I doubt the answer will be found in legal threats. It will be inexorable pressure from ordinary consumers reacting by continuing to use adblockers, developing their own opensource tech to circumbent adblocker-detetion, and avoiding publishers who take measures that consumers find unacceptable -It's along time since I polluted my devices with Murdoch's brand of "publishing". That process is already happening and the ad-tech companies are losing (hence all the conferences they are sponsoring). Publishers who adapt to that reality can survive. The others? We can live without them.
Meanwhile - my advice is.. "follow the money" (on all sides of the argument).
Keep mentioning malvertising and bandwidth when publicising the issue.
Always ask for evidence.
Don't believe what people tell you unless they can back up their claims/allegations with evidence.

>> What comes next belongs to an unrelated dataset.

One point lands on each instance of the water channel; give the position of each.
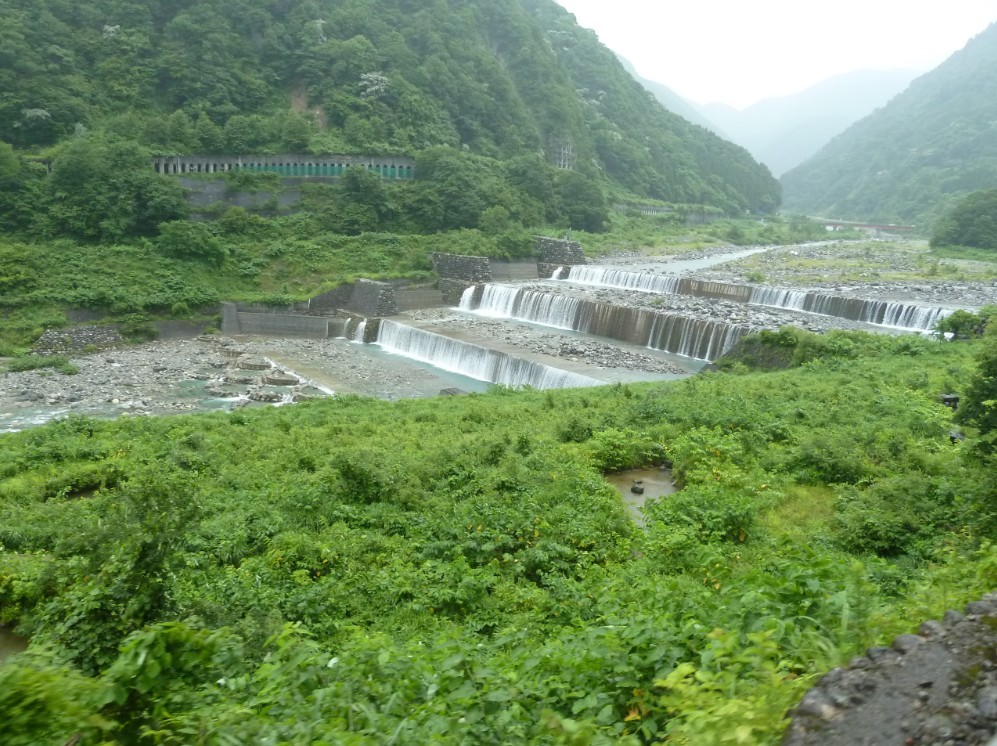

'I am not easily persuaded that something IS illegal just because Mr Hanff SAYS it is, and that such "illegality" will actually be enforced by the national or European courts'
Of course illegality won't be determined except by decision of a court. But courts don't proactively pursue cases. Cases have to be brought to them. This appears to be Mr Hanff's intention and seeking the views of the regulators is a sensible step to take before doing so.
I agree with the EU’s stance, but I’m a little unsure where the boundaries are.
No the law is actually quite sensible and gives some exemptions for purposes strictly necessary to provide a service the user has requested. Detecting browser resolution in order to render the page properly would fall under such an exemption.
Even detecting device via the user-agent to see what the pixel density is (retina or not) would fall under the same exemption.
But it is also about the purpose that data is used for - if the user-agent, browser resolution, font list etc are then re-used to create a device fingerprint for identification purposes - that is when it becomes illegal (this was covered by an Article 29 Working Party opinion from 2014).
It should be noted as well that making changes to existing cookie banners would not make this legal either for a number of reasons:
1. Cookie banner solutions are currently not compliant with the law (they place the cookies before the page is even rendered and the user has seen the banner)
2. Recital 66 of the ePrivacy Directive allows the use of "browser settings or other applications" to indicate whether or not you consent to the storage or access to stored information. In my discussions with regulators and the Commission, such an action by the user (installing an adblocker) would be seen as an explicit denial of consent as it is based on a specific and deliberate action of the user, which cannot be nullified by an implied consent from a "cookie banner" (these banners rely on consent being implied). Explicit trumps implied every time.
If the user requests an ad-free page but the publisher does not provide ad-free pages then they should be allowed to detect the user's request and refuse it.
Then they should lobby to have the law changed to allow this - because whether you agree with the law or not does not mean you are free to disobey it.